We tested resource contention more directly by running GIMP and SQLite concurrently with two resource-heavy benchmarks, md5sum and mem-walk. Md5sum calculates the MD5 checksum of a 2.13GB file; mem-walk allocates 100MB of memory and then reads each page in turn, cycling through the pages for a specified number of iterations. Figure 13 shows the runtime for these two microbenchmarks run concurrently with GIMP, both with and without libprefetch. When running md5sum and GIMP concurrently, md5sum is faster with the libprefetch-enabled version of the GIMP. This is because the libprefetch-enabled GIMP has lower disk utilization, yielding more time for md5sum to use the disk.

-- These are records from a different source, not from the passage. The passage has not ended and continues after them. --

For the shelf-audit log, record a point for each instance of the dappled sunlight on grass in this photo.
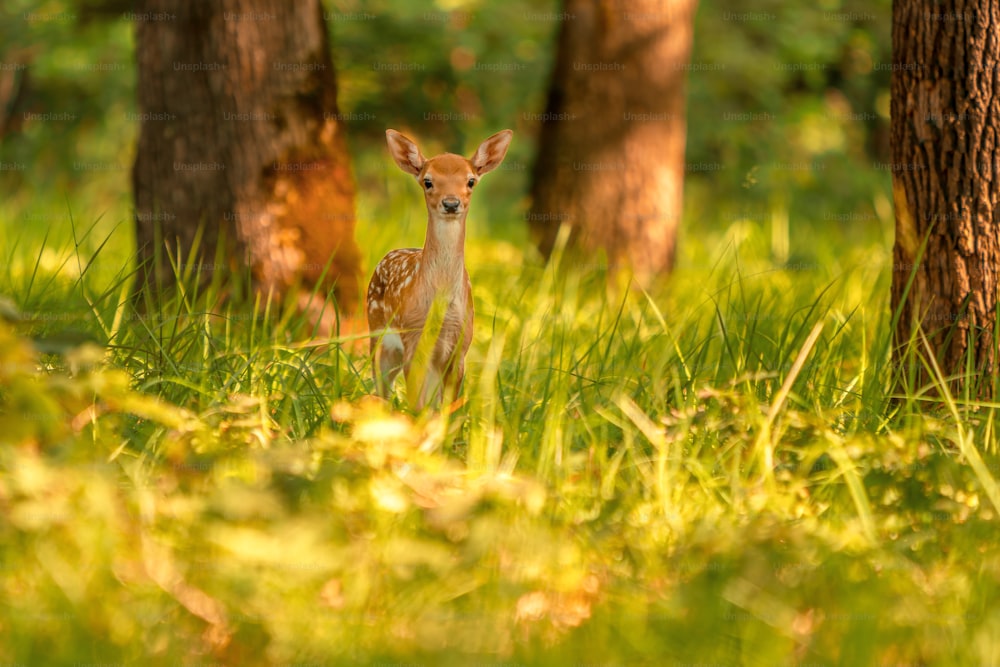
(709, 471)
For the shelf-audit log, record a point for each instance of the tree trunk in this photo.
(240, 138)
(945, 179)
(611, 153)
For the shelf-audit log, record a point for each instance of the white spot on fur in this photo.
(392, 343)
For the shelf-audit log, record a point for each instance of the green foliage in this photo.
(718, 471)
(712, 472)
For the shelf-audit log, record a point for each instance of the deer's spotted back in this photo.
(392, 277)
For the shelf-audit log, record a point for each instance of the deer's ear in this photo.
(405, 152)
(491, 152)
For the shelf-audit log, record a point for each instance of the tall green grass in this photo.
(719, 470)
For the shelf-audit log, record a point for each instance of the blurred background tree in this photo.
(610, 161)
(787, 109)
(241, 145)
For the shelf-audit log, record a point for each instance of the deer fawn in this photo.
(415, 291)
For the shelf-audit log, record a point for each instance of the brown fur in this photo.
(407, 282)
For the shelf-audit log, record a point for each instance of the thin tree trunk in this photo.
(611, 154)
(240, 138)
(945, 115)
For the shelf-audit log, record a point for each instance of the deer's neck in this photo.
(443, 260)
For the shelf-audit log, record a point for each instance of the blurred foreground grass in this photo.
(714, 473)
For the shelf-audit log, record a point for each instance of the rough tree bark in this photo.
(240, 135)
(945, 120)
(611, 153)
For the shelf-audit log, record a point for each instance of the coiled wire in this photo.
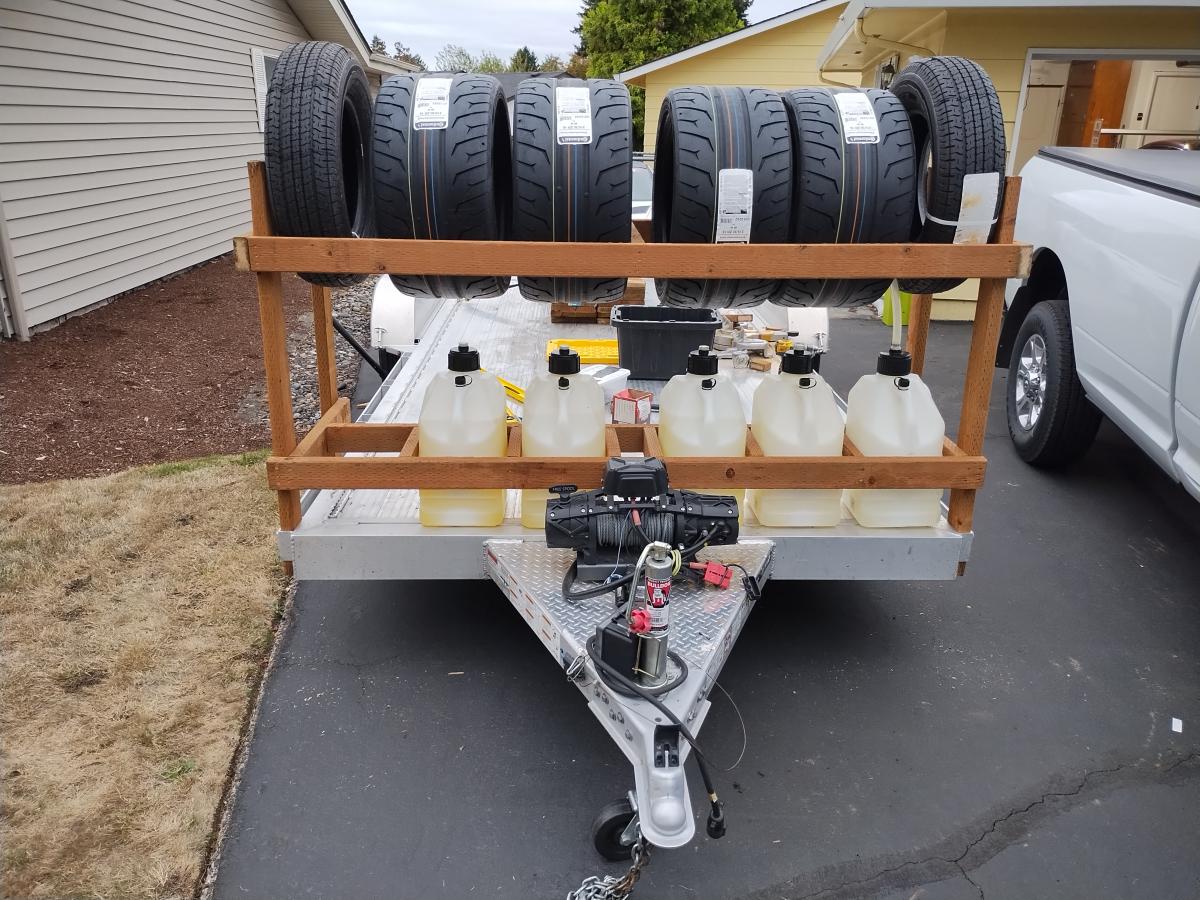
(618, 531)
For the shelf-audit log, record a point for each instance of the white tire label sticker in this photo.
(573, 114)
(977, 209)
(431, 106)
(735, 205)
(858, 124)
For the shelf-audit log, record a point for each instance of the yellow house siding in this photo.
(785, 57)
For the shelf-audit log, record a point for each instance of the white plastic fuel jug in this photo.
(795, 414)
(462, 414)
(892, 413)
(700, 414)
(564, 415)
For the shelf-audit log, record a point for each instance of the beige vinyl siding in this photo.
(125, 129)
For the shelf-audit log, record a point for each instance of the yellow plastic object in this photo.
(597, 352)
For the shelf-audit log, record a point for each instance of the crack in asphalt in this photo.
(941, 865)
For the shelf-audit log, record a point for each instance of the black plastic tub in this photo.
(653, 342)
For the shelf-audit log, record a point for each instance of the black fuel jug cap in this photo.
(463, 359)
(797, 363)
(894, 363)
(702, 361)
(564, 361)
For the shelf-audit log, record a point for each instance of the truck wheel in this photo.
(568, 191)
(1049, 419)
(702, 133)
(448, 177)
(959, 130)
(317, 148)
(847, 192)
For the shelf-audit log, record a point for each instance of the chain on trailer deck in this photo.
(611, 887)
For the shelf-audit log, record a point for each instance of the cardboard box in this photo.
(631, 407)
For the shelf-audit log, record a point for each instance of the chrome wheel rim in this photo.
(1030, 387)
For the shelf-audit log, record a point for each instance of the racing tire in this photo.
(703, 131)
(1050, 420)
(569, 186)
(448, 181)
(959, 130)
(846, 191)
(317, 148)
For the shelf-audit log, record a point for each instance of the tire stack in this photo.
(433, 157)
(573, 173)
(723, 173)
(862, 166)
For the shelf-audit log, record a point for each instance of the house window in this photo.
(263, 65)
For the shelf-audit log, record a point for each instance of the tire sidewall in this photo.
(1030, 443)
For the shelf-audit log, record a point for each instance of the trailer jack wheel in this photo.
(611, 831)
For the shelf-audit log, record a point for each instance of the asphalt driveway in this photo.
(1012, 733)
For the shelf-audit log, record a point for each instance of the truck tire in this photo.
(703, 131)
(451, 183)
(571, 191)
(847, 192)
(1049, 419)
(959, 131)
(317, 148)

An opposite effect comes into play when running the GIMP concurrently with the mem-walk benchmark. Since the same amount of CPU time is spent over a shorter total time, GIMP with libprefetch has a higher CPU utilization. Mem-walk takes about 25% longer with the libprefetch-enabled GIMP because it is scheduled less frequently. This slowdown is not specific to libprefetch; any CPU-intensive application would have a similar effect. The libprefetch speedup that GIMP gets with mem-walk is not as high as with md5sum, partly due to higher CPU contention and partly due to the smaller amount of memory available to libprefetch. Results for md5sum and mem-walk run concurrently with SQLite are similar.

6 Conclusion

An analysis of the performance characteristics of modern disks led us to a new approach to prefetching. Our prefetching algorithm minimizes the number of expensive seeks and leads to a substantial performance boost for nonsequential workloads. Libprefetch, a relatively simple library that implements this technique, can speed up real-world instances of nonsequential disk access, including image processing and database table scans, by as much as 4.9x and 20x, respectively, for workloads that do not fit in main memory. Furthermore, a simple contention controller enables this new prefetching algorithm to peacefully coexist with multiple instances of itself as well as other applications.

Acknowledgments

The authors thank the anonymous reviewers for their valuable feedback, and our shepherd, Geoff Kuenning, who was very generous with his time. This work was supported by the National Science Foundation under grants NSF-0430425, NSF-0427202, and NSF-0546892. Eddie Kohler is also supported by a Microsoft Research New Faculty Fellowship and a Sloan Research Fellowship.